Figure 13 shows the trends of the training and test losses of the auditory spectrum input in the CNN evaluation test. The loss tended to be stable after 5300 iterations, indicating that the model converged and no overfitting occurred. Noise was added randomly to the sample, and dropout technology was used to prevent overfitting, which showed that the robustness of the classification model increased. Figure 14 shows the trends of the training and test losses in the BP evaluation test. After 4500 training iterations, the model converged without underfitting or overfitting.

As shown in Figure 15, the x-axis represents the serial number of noise sample and the y-axis means the noise grade. Different types of points in the graph show the mean of multiple evaluation results for different models. The coincidence degree of the evaluation average based on the CNN auditory spectrum input and artificial evaluation average was the highest, and the coincidence degree of the evaluation average based on the CNN time and frequency domain inputs and artificial evaluation average was higher than that of BP model.

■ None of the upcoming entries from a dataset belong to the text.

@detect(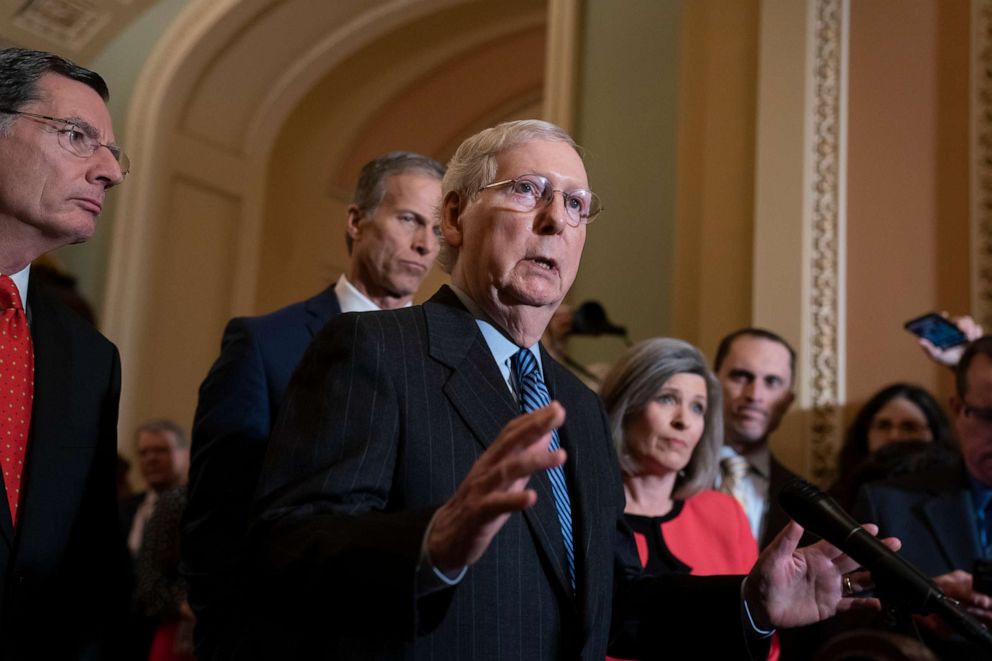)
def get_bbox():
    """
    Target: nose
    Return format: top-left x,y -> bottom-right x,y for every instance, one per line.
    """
744,380 -> 762,402
534,191 -> 568,235
413,225 -> 438,257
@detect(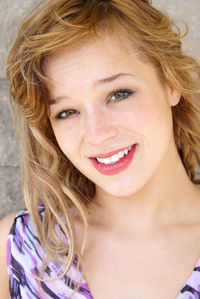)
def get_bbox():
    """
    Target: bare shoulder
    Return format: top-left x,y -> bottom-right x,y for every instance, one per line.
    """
0,213 -> 16,298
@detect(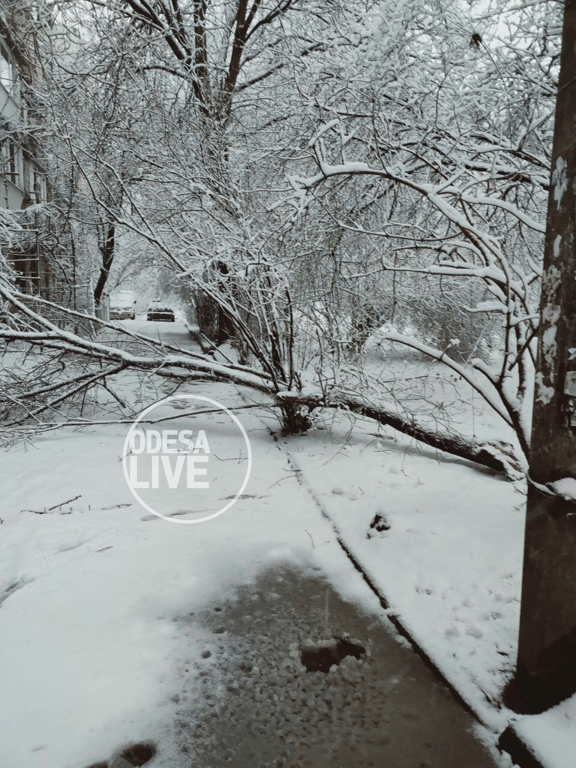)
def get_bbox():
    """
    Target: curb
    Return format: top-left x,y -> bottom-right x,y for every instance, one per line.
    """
497,724 -> 546,768
284,448 -> 547,768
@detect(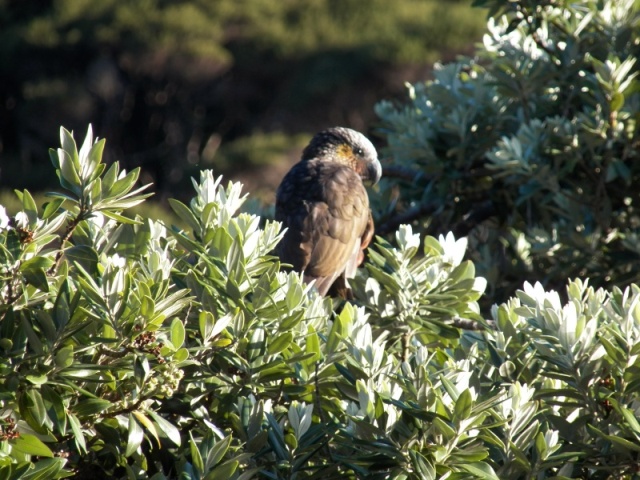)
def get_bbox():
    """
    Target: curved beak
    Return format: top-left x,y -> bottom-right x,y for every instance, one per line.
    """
367,159 -> 382,185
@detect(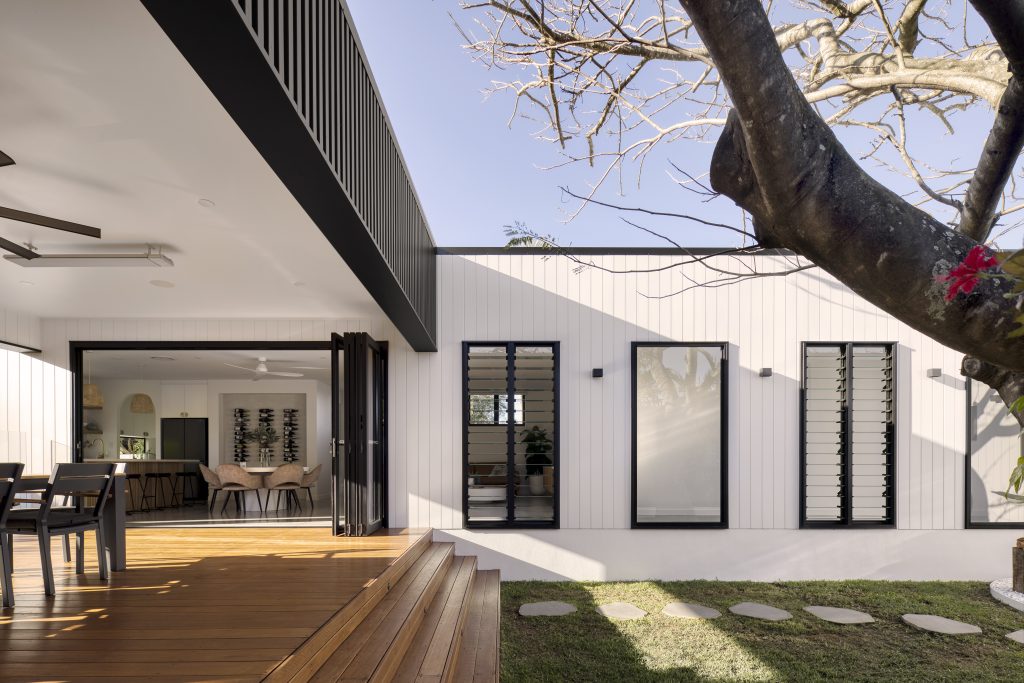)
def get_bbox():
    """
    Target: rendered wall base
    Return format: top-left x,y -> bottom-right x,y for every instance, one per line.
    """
434,529 -> 1020,582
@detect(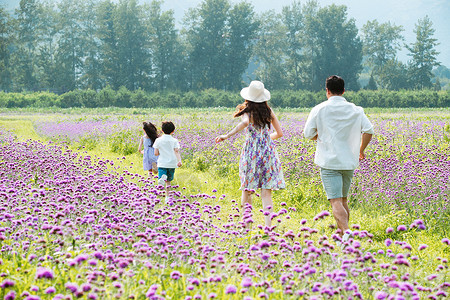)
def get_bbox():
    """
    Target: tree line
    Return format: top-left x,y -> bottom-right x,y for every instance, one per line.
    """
0,86 -> 450,108
0,0 -> 439,94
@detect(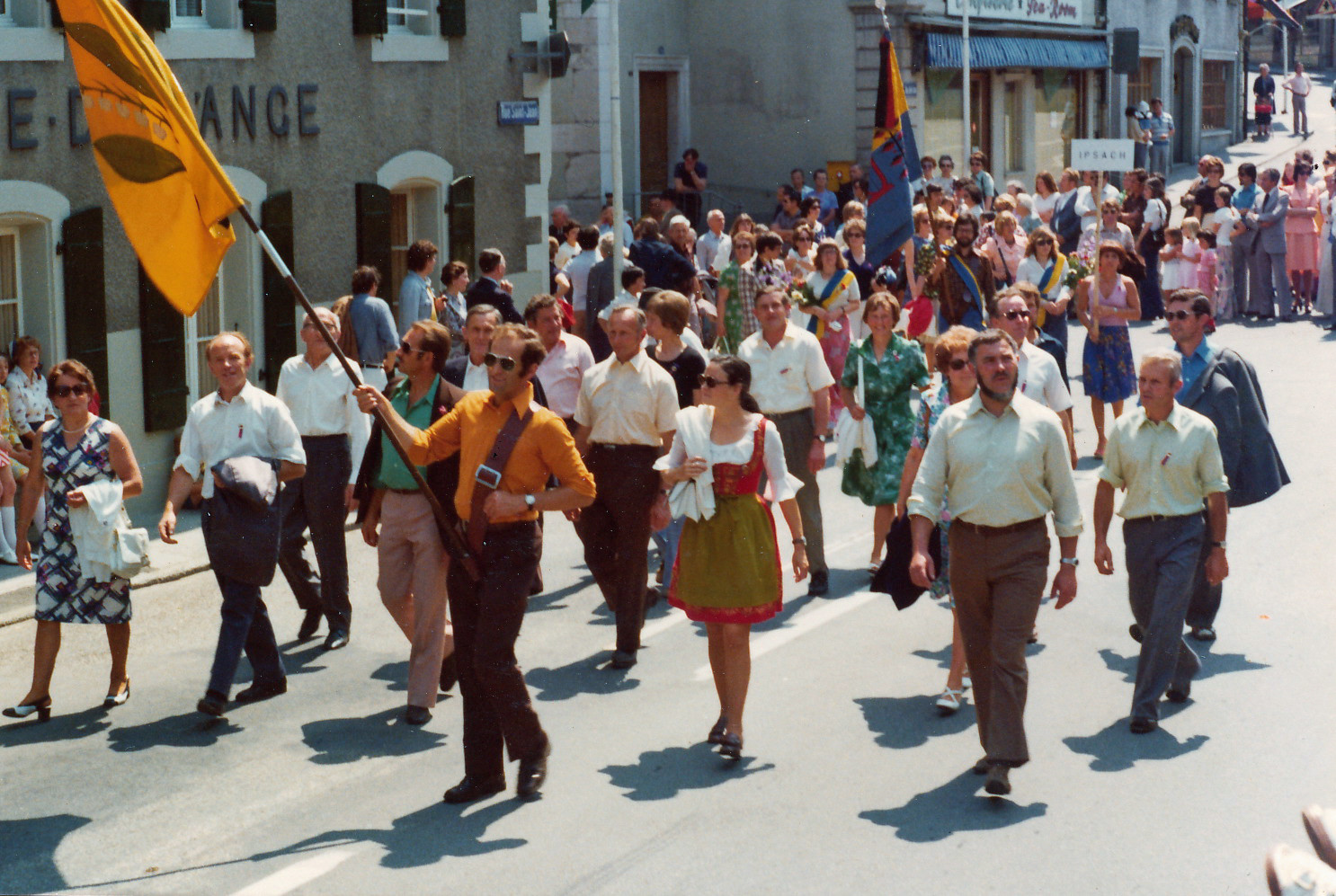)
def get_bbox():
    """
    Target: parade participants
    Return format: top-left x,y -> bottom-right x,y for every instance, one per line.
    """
574,308 -> 677,669
1248,168 -> 1295,321
4,360 -> 144,721
800,239 -> 861,423
895,327 -> 979,715
399,239 -> 440,338
929,215 -> 994,330
1077,243 -> 1141,458
737,289 -> 835,597
839,292 -> 931,574
275,308 -> 370,651
524,295 -> 594,424
1165,292 -> 1289,641
655,355 -> 807,758
157,332 -> 306,715
358,324 -> 598,803
344,264 -> 398,388
908,330 -> 1081,794
464,248 -> 524,324
1094,351 -> 1229,734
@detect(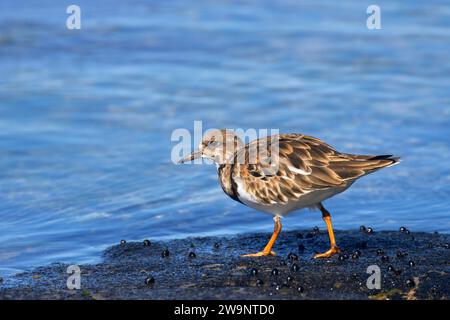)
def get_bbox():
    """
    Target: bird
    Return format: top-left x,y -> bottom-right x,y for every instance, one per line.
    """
178,129 -> 400,259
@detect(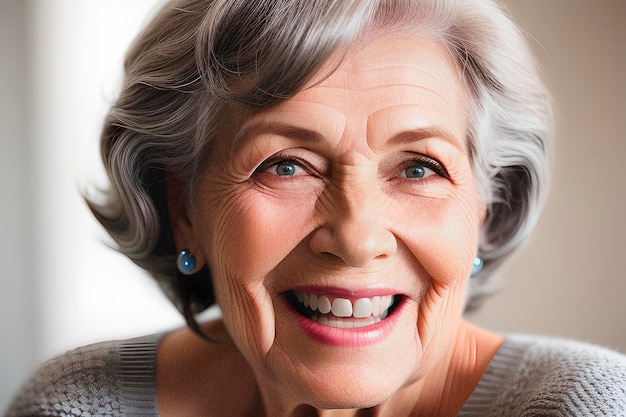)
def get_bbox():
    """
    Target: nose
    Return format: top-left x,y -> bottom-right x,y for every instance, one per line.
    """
309,176 -> 397,268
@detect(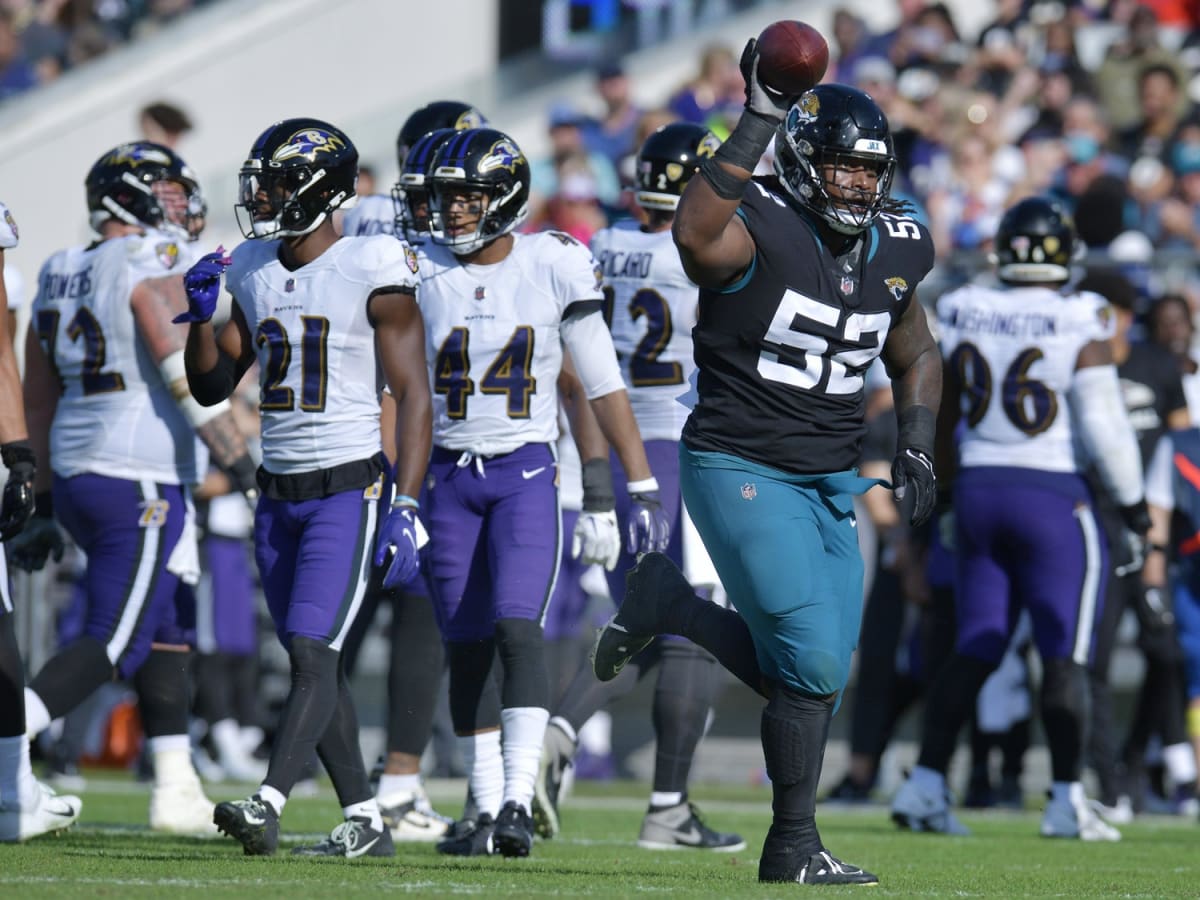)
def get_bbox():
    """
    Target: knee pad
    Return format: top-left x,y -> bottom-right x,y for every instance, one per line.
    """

The overall accuracy and error are shown in Tables 3 and 4. Variable A represents the weighted sound pressure level. Input variable L represents the loudness, and variables R and S represent the roughness and sharpness, respectively. The accuracy of the auditory spectrum input training in the CNN model was 97.31%, and the testing accuracy was 95.28%. Compared to the control model, i.e., the BP neural network evaluation model, the accuracy of the CNN model was at most 5.95% higher. In the CNN evaluation model, the accuracy of the auditory model input was 3.53% higher than that of the time domain input. The single input results in the CNN model obtained using loudness, roughness, and sharpness showed that the input had no obvious advantages in the classification accuracy of the sound quality. The results also showed that the convolution neural network possessed strong automatic feature extraction and expression abilities. It could accurately express the features of the samples when the samples were input with complete time-frequency information and achieve good classification. Furthermore, because the convolution operation had sparse features of the sample signal expression, the complexity of the training was effectively reduced by features such as parameter sharing.

7. Conclusions

(1)In this study, an auditory model-based automatic evaluation method was proposed to evaluate the sound quality of internal combustion engines. The hierarchical structure of a CNN and the size and thickness of the convolution kernel were designed. The sound samples collected in the evaluation were used to obtain a time-frequency auditory spectrum simulating the auditory characteristics of the human ear basement membrane through gammatone filter banks. The input was used to train the CNN model, which could accurately express the characteristics of the samples and achieve good evaluation and classification.(2)The training accuracy of the auditory spectrum input in the CNN model was much higher than that of the BP neural network evaluation model, and the time domain input test results of the CNN evaluation model also indicated better performance than that of the BP neural network evaluation model. Therefore, the CNN evaluation model was a better evaluation model for the classification of internal combustion engine sound quality.(3)The experiments of 20 groups of different types of newly collected internal combustion engine sound samples showed that the proposed model has good generalization abilities. It was compared with CNN experiments using frequency domain and time domain inputs. The results showed that the sound quality classification method based on an auditory model was effective.

Data Availability

The data used to support the findings of this study are available from the corresponding author upon request.

Conflicts of Interest

The authors declare that they have no conflicts of interest.